The issue of increasing sanctions on Russia, and the rest of the world for that matter, may raise inflationary fears and push long-term rates higher. Then we are looking at the risk of Japan, who holds the bulk of US debt, experiencing a sovereign default in a contagion that will spread to Europe.
We may see the Fed pull back rates this year. Powell understands that Keynesian policies no longer work and raising rates have no effect on inflation. Interest rates are really the price of money in anticipation of future inflation.
It was a lofty promise and a campaign tale that no one believed could happen. Donald Trump stayed true on his promise to carry out a number of executive orders on Day 1 of his presidency, but he cannot simply sign an EO to end the war in Ukraine. Yet he did promise to stop sending blank checks to Ukraine and has appointed a special envoy who is requesting 100 days to reevaluate America’s position in the war. More importantly, Trump would like to go directly to the source and speak with Putin.
The Kremlin broadcast Putin’s weekly security council message earlier than expected to address Trump directly. “We are open to dialogue with the new US administration on the Ukrainian conflict,” Putin said. “Its goal should not be a short truce, not some kind of respite for regrouping forces and rearmament with the aim of subsequently continuing the conflict, but a long-term peace based on respect for the legitimate interests of all people, all nations that live in this region.”
Russia will never waiver on a deal that does not include prohibiting Ukraine from joining NATO. Trump seems to be aligned with him on this issue as any reasonable mind can comprehend how this would lead to an immediate escalation into World War III. Territorial concessions? Neither Russia or Ukraine is willing to surrender territory.

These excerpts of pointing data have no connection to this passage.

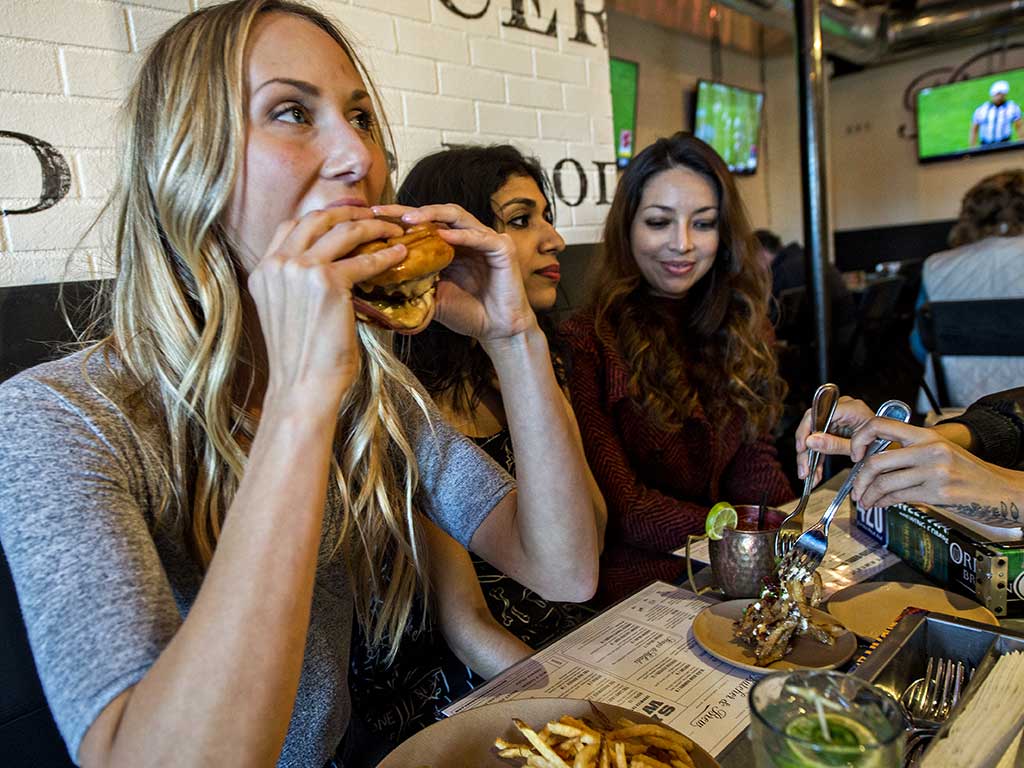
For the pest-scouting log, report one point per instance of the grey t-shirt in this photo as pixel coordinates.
(103, 588)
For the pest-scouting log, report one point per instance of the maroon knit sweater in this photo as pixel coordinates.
(658, 484)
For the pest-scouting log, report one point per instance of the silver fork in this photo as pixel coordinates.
(809, 549)
(822, 410)
(928, 701)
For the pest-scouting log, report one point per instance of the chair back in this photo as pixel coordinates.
(990, 328)
(29, 737)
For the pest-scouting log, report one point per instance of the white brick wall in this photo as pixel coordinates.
(66, 65)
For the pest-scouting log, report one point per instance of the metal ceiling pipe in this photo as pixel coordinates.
(941, 23)
(865, 36)
(817, 233)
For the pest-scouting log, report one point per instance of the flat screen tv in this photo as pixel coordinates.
(970, 117)
(728, 118)
(624, 107)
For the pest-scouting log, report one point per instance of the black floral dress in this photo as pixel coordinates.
(535, 621)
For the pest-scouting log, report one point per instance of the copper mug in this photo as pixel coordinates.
(744, 556)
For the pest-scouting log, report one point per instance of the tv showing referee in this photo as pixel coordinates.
(971, 116)
(998, 119)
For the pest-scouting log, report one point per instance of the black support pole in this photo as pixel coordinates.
(817, 235)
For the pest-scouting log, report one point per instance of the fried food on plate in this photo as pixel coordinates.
(571, 742)
(771, 624)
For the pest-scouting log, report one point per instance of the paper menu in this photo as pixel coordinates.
(852, 556)
(639, 654)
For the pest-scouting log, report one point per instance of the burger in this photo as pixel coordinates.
(402, 298)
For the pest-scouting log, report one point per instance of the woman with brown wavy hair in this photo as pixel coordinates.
(673, 378)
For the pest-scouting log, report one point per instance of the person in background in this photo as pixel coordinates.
(997, 120)
(673, 377)
(972, 464)
(194, 506)
(508, 192)
(985, 261)
(787, 265)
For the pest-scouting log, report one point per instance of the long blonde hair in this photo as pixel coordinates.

New US Secretary of State Marco Rubio has reaffirmed the new administration’s message that the war in Ukraine must end. America can withhold funding or direct intervention. America cannot undo the damage that has been done. There are too many hands in the money pit that is Ukraine from world governments to investment banks. Everyone is heavily invested in Ukraine and will demand repayment for untold fortunes spent on prolonging the for-profit war. Even withdrawing from NATO would not be sufficient to end the war as the alliance has been preparing for a Trump victory before campaigning efforts began.
Europe is pushing full speed ahead to fabricate World War II, with both Germany and France offering to send “peacekeepers,” a digestible new term for “trained soldiers.” Zelensky simply wants the money to continue pouring in. “Will President Trump even notice Europe?” Zelensky asked in appearance at the World Economic Forum in Davos. “Does he see NATO as necessary, and will he respect EU institutions?” Ukraine’s president is attempting to shape this as a Europe v the USA matter as if America is abandoning Europe under Trump.
One side does not want the war to end. You cannot negotiate when one side is firmly opposed AND does not have the final say. Zelensky sold out his country many years ago and dealing with him would be a moot point as he is not the only truly in control of Ukraine or the war efforts. Trump is going to have an extremely difficult time navigating this irreversible situation. According to our computer model, the very best efforts would only result in a delay to the inevitable. It gives me no pleasure to share this forecast but the model has yet to mislead us.
World War III is coming by 2027; the financial implications will be fully felt by 2028.